Patch series "ksm: support tracking KSM-placed zero-pages", v6.
The core idea of this patch set is to enable users to perceive the number
of any pages merged by KSM, regardless of whether use_zero_page switch has
been turned on, so that users can know how much free memory increase is
really due to their madvise(MERGEABLE) actions. But the problem is, when
enabling use_zero_pages, all empty pages will be merged with kernel zero
pages instead of with each other as use_zero_pages is disabled, and then
these zero-pages are no longer monitored by KSM.
The motivations for me to do this contains three points:
1) MADV_UNMERGEABLE and other ways to trigger unsharing will *not*
unshare the shared zeropage as placed by KSM (which is against the
MADV_UNMERGEABLE documentation at least); see the link:
https://lore.kernel.org/lkml/
4a3daba6-18f9-d252-697c-
197f65578c44@redhat.com/
2) We cannot know how many pages are zero pages placed by KSM when
enabling use_zero_pages, which hides the critical information about
how much actual memory are really saved by KSM. Knowing how many
ksm-placed zero pages are helpful for user to use the policy of madvise
(MERGEABLE) better because they can see the actual profit brought by KSM.

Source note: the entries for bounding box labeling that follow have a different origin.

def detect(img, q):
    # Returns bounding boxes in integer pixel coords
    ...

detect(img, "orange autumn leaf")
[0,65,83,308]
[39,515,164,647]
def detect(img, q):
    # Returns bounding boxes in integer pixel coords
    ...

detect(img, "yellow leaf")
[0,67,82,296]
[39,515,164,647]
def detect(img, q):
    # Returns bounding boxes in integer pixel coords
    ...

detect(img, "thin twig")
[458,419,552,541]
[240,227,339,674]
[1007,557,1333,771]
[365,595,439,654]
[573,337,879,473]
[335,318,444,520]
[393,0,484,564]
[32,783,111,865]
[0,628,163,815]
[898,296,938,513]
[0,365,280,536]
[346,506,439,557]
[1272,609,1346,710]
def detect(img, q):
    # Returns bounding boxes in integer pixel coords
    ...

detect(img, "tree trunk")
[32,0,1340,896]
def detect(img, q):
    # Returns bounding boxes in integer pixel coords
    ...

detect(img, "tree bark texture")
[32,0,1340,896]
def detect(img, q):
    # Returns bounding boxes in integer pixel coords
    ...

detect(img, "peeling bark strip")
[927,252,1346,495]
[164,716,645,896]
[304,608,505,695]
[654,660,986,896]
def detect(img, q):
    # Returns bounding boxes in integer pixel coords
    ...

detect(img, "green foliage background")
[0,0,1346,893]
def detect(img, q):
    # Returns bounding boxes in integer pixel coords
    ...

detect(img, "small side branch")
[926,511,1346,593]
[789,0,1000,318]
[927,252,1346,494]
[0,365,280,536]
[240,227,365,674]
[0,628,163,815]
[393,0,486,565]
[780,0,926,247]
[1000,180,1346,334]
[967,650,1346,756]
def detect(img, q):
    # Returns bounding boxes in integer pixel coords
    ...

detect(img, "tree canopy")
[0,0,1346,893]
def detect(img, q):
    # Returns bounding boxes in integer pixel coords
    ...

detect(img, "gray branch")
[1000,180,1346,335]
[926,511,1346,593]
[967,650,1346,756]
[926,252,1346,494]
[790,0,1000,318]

3) The zero pages placed-by KSM are different from those initial empty page
(filled with zeros) which are never touched by applications. The former
is active-merged by KSM while the later have never consume actual memory.
use_zero_pages is useful, not only because of cache colouring as described
in doc, but also because use_zero_pages can accelerate merging empty pages
when there are plenty of empty pages (full of zeros) as the time of
page-by-page comparisons (unstable_tree_search_insert) is saved. So we
hope to implement the support for ksm zero page tracking without affecting
the feature of use_zero_pages.
Zero pages may be the most common merged pages in actual environment(not
only VM but also including other application like containers). Enabling
use_zero_pages in the environment with plenty of empty pages(full of
zeros) will be very useful. Users and app developer can also benefit from
knowing the proportion of zero pages in all merged pages to optimize
applications.
With the patch series, we can both unshare zero-pages(KSM-placed)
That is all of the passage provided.